Sobre La Cuerda Floja
Juan Carlos Baglietto
Sur la corde raide
Toujours au bord de ceux qui vivent
jamais eu d'enfant, jamais de femme
passait ses journées au bureau
à trier des papiers, à servir du café
son refuge une vieille pension,
pleine de fantômes et de restes de pain
son ami un chat qui parlait avec lui.
Jamais personne ne lui a proposé de raisons
pour être là, pour discuter
jamais personne ne lui a offert sa maison
pour qu'il ne passe pas Noël tout seul
l'hiver qui frappait fort
le trouvait parfois au commissariat
"le vin c'est presque comme l'amour" disait
par morceaux, par morceaux il tombe immobile.
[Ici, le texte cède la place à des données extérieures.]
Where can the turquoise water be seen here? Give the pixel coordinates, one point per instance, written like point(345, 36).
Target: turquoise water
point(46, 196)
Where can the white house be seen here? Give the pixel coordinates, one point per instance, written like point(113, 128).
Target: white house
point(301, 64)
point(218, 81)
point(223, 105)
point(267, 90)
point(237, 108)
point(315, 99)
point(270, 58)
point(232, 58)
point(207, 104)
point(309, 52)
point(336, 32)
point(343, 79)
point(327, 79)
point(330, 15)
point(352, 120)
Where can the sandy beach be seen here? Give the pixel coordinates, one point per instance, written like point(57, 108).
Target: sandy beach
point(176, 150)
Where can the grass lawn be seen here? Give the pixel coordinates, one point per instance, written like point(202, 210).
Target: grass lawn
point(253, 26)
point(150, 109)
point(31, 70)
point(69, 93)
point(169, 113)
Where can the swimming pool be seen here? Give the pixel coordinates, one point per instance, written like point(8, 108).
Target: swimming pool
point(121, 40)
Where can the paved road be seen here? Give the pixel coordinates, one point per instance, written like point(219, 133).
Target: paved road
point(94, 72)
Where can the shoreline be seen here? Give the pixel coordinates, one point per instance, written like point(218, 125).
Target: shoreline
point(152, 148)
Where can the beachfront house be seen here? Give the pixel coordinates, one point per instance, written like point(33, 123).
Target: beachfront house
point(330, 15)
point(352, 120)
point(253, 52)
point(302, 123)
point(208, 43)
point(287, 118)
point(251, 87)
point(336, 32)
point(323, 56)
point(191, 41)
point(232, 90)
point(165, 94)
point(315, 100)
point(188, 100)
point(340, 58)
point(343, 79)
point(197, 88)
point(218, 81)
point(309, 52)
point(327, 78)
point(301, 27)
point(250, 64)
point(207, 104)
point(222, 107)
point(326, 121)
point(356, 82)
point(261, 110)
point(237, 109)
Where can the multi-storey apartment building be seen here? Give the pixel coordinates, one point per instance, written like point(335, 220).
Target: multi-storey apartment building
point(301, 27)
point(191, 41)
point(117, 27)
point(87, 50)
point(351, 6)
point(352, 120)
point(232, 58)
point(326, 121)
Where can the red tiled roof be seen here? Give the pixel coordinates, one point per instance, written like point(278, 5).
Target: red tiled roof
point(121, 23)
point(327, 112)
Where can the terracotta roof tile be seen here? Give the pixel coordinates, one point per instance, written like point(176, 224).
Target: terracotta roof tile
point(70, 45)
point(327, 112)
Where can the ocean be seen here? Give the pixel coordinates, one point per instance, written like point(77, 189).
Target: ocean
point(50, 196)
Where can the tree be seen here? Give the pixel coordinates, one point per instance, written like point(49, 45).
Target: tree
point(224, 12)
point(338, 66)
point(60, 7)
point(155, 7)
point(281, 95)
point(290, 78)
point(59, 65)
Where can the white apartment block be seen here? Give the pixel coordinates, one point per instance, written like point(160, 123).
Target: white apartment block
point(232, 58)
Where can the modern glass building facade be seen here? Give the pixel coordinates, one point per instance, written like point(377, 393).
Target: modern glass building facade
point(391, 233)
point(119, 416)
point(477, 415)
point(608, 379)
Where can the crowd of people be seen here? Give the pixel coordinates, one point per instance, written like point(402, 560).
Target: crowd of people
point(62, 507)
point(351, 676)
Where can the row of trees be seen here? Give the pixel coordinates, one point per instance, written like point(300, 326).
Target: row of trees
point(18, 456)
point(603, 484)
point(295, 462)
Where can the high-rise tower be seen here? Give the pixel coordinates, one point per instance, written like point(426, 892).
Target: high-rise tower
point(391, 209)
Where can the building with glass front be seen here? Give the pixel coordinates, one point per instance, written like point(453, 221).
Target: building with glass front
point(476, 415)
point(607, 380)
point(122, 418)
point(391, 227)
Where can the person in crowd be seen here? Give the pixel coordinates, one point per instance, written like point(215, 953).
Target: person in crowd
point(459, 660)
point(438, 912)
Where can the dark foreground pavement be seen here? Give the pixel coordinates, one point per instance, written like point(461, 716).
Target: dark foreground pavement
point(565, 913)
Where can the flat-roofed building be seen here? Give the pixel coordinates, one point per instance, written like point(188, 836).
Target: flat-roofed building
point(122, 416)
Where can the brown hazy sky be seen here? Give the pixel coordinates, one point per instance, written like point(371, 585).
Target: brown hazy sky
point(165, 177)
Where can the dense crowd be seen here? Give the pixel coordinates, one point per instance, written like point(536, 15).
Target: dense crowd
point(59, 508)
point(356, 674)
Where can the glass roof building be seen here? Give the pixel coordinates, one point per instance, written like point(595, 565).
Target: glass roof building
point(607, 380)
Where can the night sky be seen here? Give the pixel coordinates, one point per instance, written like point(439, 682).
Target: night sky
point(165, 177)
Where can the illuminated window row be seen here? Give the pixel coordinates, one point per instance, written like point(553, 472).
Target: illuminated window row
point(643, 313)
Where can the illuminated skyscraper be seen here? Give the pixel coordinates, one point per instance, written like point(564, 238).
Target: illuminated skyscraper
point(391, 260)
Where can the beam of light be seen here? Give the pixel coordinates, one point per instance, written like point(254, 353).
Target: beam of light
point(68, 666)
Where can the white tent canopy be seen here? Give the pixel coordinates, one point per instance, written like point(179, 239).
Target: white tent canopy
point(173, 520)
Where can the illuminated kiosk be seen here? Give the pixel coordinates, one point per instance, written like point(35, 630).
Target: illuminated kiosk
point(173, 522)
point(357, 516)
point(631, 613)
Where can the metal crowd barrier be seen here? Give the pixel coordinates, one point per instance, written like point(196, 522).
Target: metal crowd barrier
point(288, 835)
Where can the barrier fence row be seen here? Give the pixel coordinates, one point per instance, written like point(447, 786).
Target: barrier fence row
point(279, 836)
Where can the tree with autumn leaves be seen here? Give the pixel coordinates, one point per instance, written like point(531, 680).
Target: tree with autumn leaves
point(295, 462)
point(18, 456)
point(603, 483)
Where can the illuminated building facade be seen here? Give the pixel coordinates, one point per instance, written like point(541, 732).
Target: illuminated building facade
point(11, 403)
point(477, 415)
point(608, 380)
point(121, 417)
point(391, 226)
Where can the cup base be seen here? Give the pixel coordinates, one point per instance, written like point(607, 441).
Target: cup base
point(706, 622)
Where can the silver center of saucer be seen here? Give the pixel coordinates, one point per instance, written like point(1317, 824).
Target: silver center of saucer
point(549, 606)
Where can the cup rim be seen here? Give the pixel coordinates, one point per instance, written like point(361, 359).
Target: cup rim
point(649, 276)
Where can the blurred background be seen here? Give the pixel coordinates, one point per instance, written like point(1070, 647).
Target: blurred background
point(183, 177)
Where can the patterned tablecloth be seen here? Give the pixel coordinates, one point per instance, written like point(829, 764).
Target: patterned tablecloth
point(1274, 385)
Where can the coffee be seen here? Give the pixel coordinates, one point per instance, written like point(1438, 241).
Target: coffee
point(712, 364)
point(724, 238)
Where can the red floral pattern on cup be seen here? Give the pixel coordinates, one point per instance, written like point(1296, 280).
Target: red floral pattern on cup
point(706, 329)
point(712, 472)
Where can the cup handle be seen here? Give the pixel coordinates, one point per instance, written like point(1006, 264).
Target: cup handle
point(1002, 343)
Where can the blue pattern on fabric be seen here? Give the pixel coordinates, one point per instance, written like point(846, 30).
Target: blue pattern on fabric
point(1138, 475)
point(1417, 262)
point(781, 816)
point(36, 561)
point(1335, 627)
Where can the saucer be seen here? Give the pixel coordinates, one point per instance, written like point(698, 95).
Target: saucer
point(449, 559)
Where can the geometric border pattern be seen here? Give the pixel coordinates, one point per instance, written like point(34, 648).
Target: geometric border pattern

Presque toujours à six moins le quart
quand le soleil se lève sur le quai
il levait son petit corps
se rasait et comptait jusqu'à cent
comme pour se rappeler qu'il était
aussi éveillé que toi et moi
avec toutes ces envies de bouger.
Une nuit dans un bar parmi tant d'autres
il a bu jusqu'au dernier recoin
décida que sa peau était de la chair
et son âme juste un moteur
et il a vidé d'un coup un verre
et s'est lassé du pain et de la pension
peut-être que la mort serait mieux.
Il monta dans le premier taxi
avec l'impuissance en miettes
"la dernière nuit que je passerai avec moi
sera une grande fête, dit-il,
pleine d'étoiles."
Il se leva tôt
petit-déjeuner en silence
regarda l'horloge qui le fixait tendu
et sur la corde raide, il y repensa.
Il aiguisait le rasoir
héros lâche au moins
ferma les yeux, n'hésita pas un instant
et pressa la chair, son cœur saigna.